Visualise charts in Kedro-Viz

Visualisation with Plotly

Kedro-Viz supports Plotly and Matplotlib integrations so that you can share your data insights while exploring your pipeline.

Plotly is a free and open source Python library that allows you to make interactive, publication-quality graphs.

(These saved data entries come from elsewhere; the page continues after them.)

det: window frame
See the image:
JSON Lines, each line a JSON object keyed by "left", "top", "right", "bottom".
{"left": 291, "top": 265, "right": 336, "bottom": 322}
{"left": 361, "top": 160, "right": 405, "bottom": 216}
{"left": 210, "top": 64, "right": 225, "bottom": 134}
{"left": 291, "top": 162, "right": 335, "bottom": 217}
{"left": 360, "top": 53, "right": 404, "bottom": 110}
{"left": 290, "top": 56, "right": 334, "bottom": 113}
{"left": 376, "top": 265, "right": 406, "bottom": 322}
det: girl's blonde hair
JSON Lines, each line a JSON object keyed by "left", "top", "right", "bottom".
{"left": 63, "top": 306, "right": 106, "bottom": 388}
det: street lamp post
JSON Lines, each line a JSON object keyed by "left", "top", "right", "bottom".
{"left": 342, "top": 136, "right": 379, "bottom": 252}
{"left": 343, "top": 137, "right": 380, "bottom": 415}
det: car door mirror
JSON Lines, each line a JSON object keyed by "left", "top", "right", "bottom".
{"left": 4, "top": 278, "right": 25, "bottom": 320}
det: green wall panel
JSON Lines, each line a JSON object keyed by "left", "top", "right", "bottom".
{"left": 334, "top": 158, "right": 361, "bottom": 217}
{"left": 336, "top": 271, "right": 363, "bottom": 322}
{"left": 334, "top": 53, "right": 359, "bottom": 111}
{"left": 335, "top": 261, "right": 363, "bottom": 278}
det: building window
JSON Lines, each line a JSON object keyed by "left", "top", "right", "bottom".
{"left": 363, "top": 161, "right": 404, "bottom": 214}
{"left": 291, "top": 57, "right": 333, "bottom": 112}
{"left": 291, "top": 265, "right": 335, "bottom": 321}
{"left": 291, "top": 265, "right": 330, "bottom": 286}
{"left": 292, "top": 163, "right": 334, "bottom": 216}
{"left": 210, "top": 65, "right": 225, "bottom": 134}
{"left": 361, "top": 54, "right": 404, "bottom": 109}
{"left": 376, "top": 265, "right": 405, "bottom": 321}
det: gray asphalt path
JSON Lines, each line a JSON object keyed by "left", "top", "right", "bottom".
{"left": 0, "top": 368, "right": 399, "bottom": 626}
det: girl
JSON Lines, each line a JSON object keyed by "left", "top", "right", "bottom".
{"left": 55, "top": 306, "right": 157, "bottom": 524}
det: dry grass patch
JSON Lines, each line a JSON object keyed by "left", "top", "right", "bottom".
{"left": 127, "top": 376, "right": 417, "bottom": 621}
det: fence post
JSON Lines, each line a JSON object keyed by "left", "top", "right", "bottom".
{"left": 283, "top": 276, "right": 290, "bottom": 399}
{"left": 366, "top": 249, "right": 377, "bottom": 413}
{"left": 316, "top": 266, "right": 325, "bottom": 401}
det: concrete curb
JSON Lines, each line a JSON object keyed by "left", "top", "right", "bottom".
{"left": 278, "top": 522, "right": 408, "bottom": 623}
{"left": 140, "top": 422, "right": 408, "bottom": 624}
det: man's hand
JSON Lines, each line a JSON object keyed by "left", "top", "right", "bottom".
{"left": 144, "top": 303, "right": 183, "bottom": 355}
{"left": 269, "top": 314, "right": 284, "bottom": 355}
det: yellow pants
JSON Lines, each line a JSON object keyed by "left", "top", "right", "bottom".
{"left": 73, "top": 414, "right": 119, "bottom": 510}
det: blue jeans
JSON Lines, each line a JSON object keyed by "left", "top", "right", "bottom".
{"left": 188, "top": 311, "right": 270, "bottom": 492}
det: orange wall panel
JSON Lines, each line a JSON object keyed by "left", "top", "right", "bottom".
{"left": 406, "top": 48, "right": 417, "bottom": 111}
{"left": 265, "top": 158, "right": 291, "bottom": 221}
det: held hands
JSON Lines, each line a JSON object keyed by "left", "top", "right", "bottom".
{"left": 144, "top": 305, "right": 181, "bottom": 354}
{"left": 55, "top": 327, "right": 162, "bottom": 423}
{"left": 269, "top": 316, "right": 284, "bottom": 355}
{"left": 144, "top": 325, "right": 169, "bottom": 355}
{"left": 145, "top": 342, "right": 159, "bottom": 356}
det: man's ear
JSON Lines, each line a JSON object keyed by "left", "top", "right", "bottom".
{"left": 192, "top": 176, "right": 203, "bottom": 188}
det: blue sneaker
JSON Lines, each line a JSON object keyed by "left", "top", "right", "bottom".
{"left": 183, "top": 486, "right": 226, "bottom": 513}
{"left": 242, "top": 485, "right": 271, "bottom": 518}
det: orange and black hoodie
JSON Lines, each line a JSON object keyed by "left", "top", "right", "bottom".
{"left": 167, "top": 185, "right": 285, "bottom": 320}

With the Plotly integration on Kedro-Viz, you can output your interactive charts as part of your pipeline visualisation.

We have also used the Plotly integration to allow users to visualise metrics from experiments.

You must update the requirements.txt file in your Kedro project and add the following datasets to enable Plotly for your project.

kedro[plotly.PlotlyDataSet, plotly.JSONDataSet]==0.18.4

You can view Plotly charts in Kedro-Viz when you use Kedro’s plotly datasets.

There are two types of Plotly datasets in Kedro: the plotly.PlotlyDataSet and plotly.JSONDataSet.

plotly.PlotlyDataSet

To use this dataset, configure your plot in the catalog.yml file. This dataset only supports Plotly Express.

Below is an example of how to visualise plots on Kedro-Viz using plotly.PlotlyDataSet.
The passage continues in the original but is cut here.